3. Family history How your person of interest grew up, and the issues they faced with family members is certainly of curiosity many of us seek to question on even on the first date. As tempting as it might be to rule out a potential candidate based on how nutty their family is or what they have been through, don’t.

This is similar to looking at a pond and thinking it is a puddle. People react and grow in accordance to family matters in numerous ways. Their surname has no effect on who their personality. Unless they are royalty.

4. Money Going off of the above, finances are, again, a pretty thing to influence your choices in human beings. Some of the happiest people on this planet have very little money to spend. The richest people are not necessarily those swimming in gold. I can understand the lure of financial stability, but money does not dictate how pleasing your relationship will be.

True love is far more valuable than any material object that currency purchases. Love is the real treasure, not jewels. Of course, there is the argument that love will come in time; but do you really want to have to force yourself to like someone just for the sake of being able to afford riches? I don’t.

5. Education Since when has society become so fixated on paper? Apart from currency, people seem to be in love with documents featuring pretty script and letterheads. Seeking out someone with an M.D. or Ph.D. tacked onto the end of the name may seem like an awesome strategy.

Yet, there are a lot of people in this world who have never finished high school and are far more accomplished than someone who is up to their eyeballs in student loan debt for a Doctorate. The extent of intelligent conversation that can happen between two people is not somehow regulated by how long you have spent in college.

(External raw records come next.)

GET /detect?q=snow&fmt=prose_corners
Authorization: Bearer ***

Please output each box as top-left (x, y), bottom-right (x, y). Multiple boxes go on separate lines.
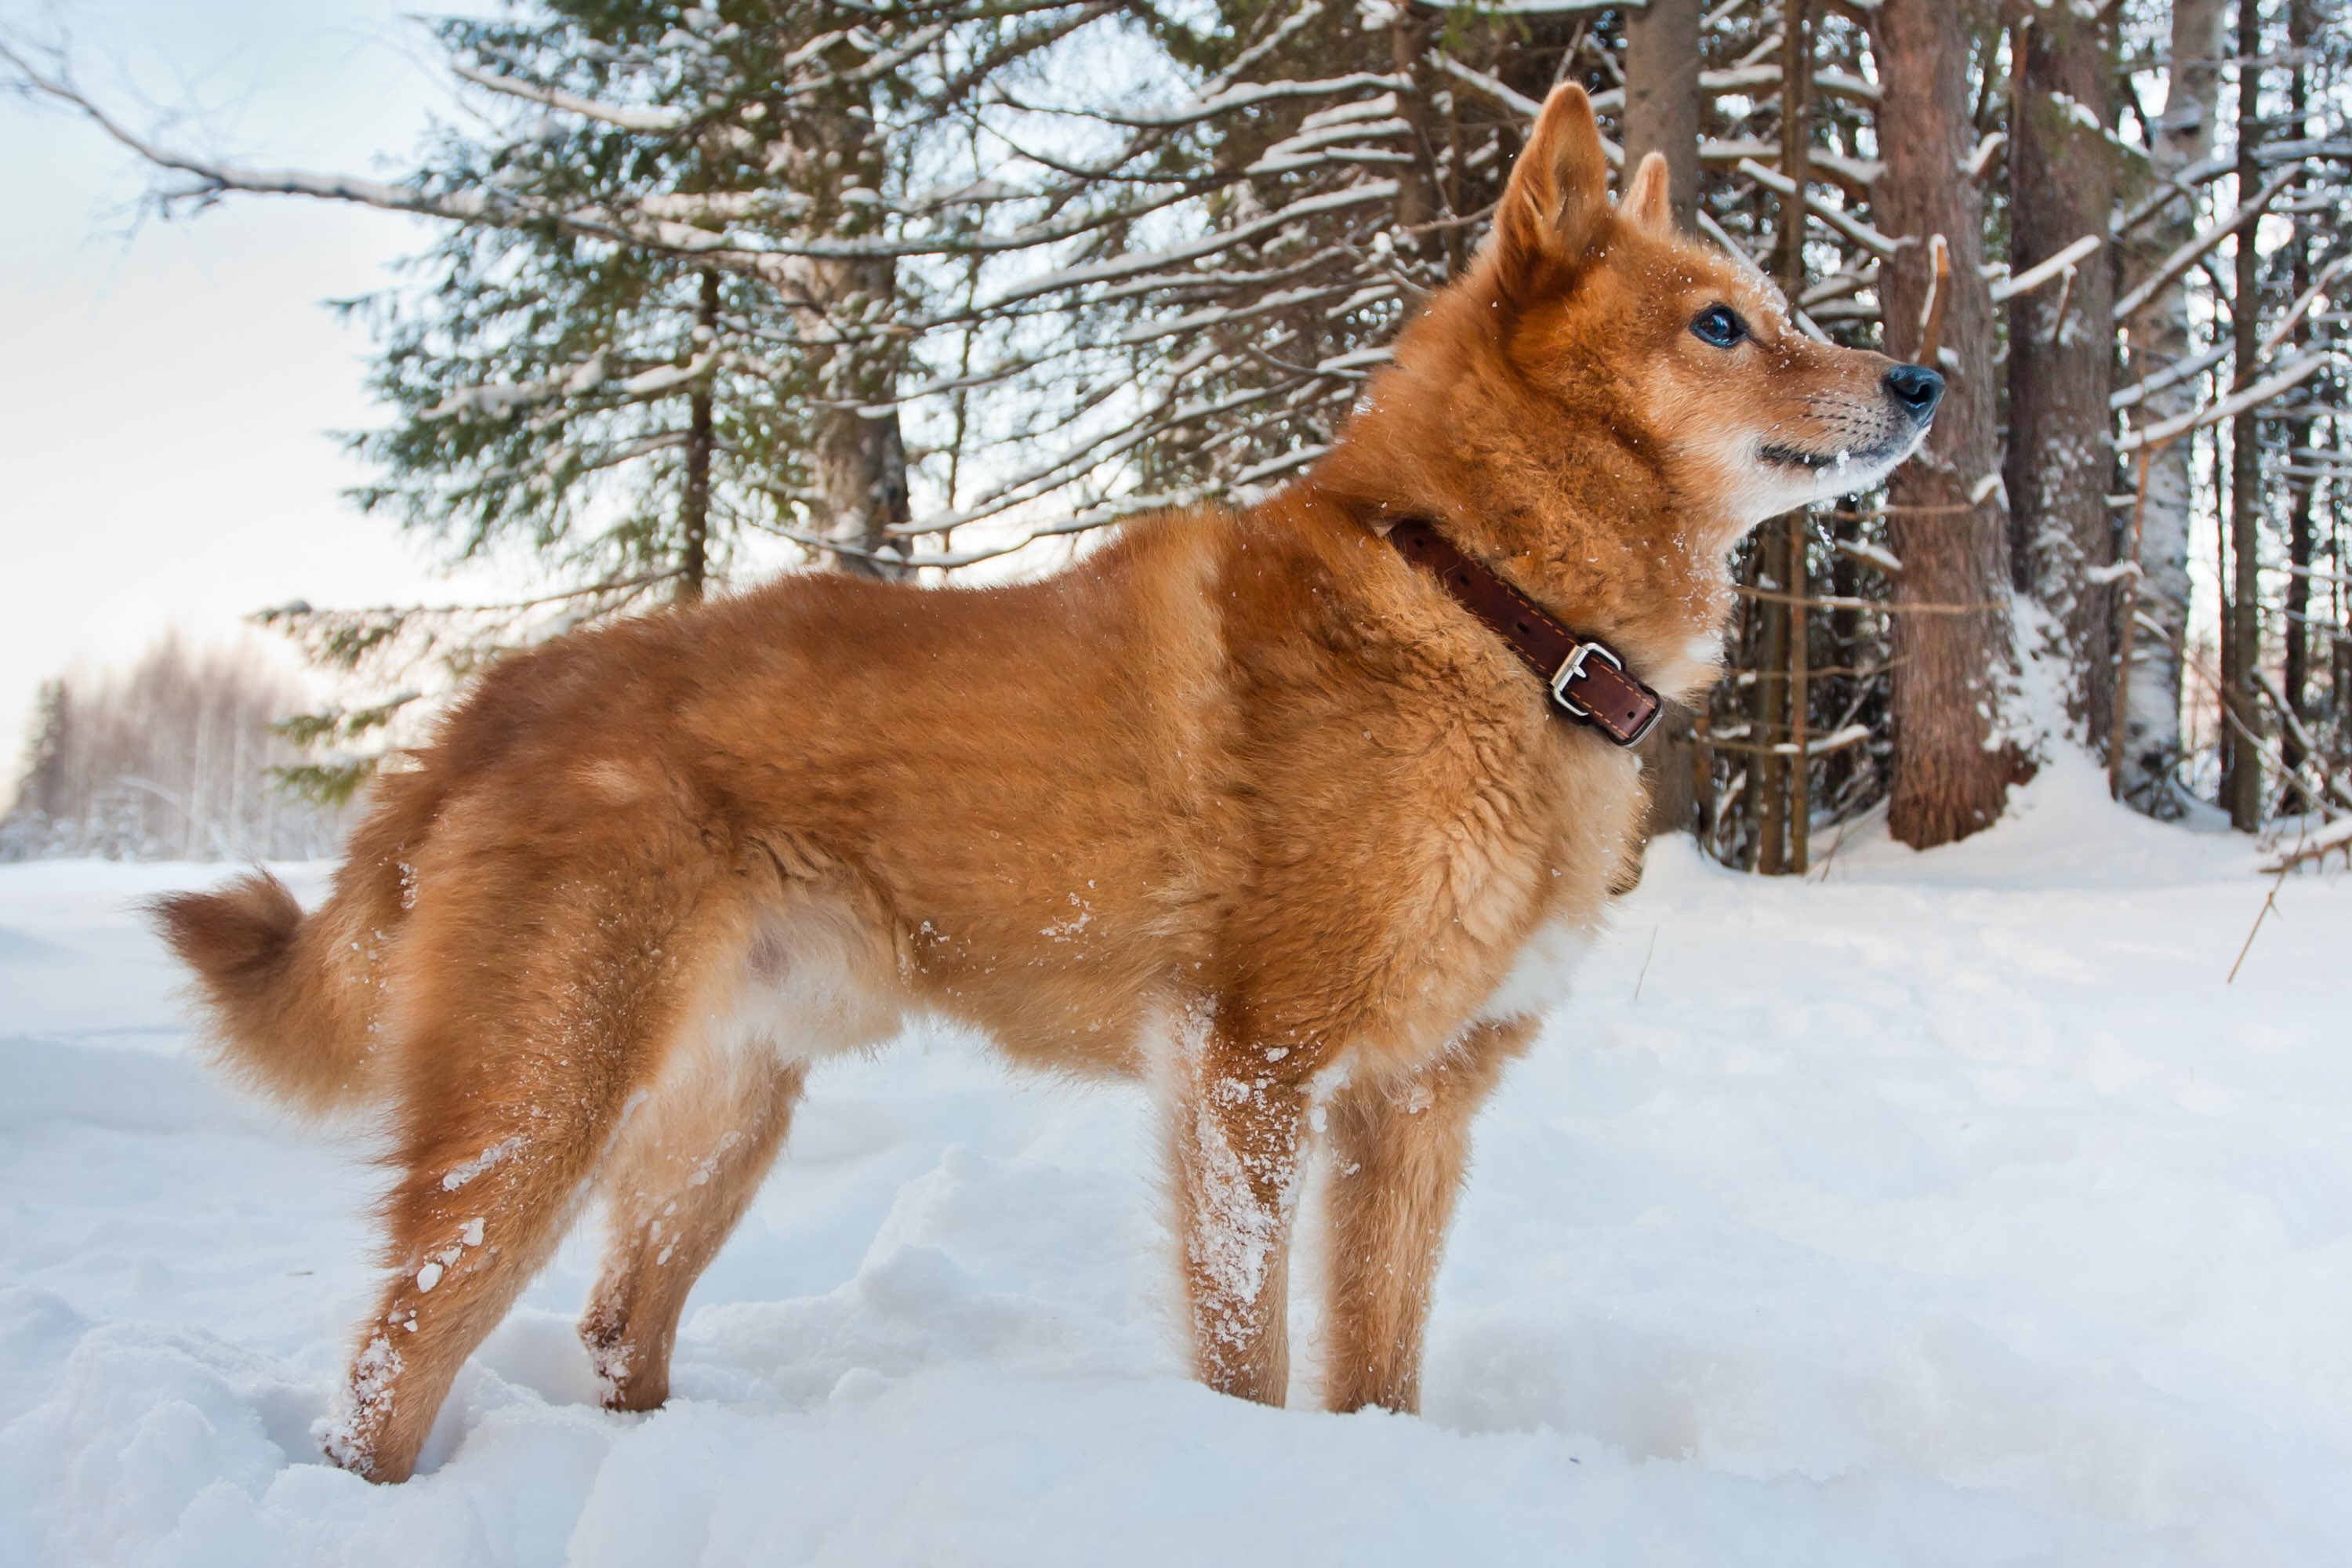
top-left (1987, 233), bottom-right (2103, 305)
top-left (442, 1141), bottom-right (524, 1192)
top-left (4, 755), bottom-right (2350, 1564)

Engaging dialogue is generated by interests and enthusiasm. An educated mind is nice, but it does not equate to an open, inquiring mind. Intelligence comes in a myriad of forms, after all.

Rather than seeking out someone with a degree, seek out someone who questions the world, uses their imagination, and has a decent mix of common sense and book sense. Find someone who shares the same view of the world as you do, not the same degree.

Humans are picky creatures. We think we know what is best for us until we find it, that is. True love is often the exact opposite of what we think we want, so do not discourage your soulmate from walking into your life by being short-sighted in terms of relationships.

Stay open and accepting. Meet people from all walks of life and in a range of ages. You never know who will capture your heart, open your eyes, and bring magic to your life if you cannot look beyond the surface.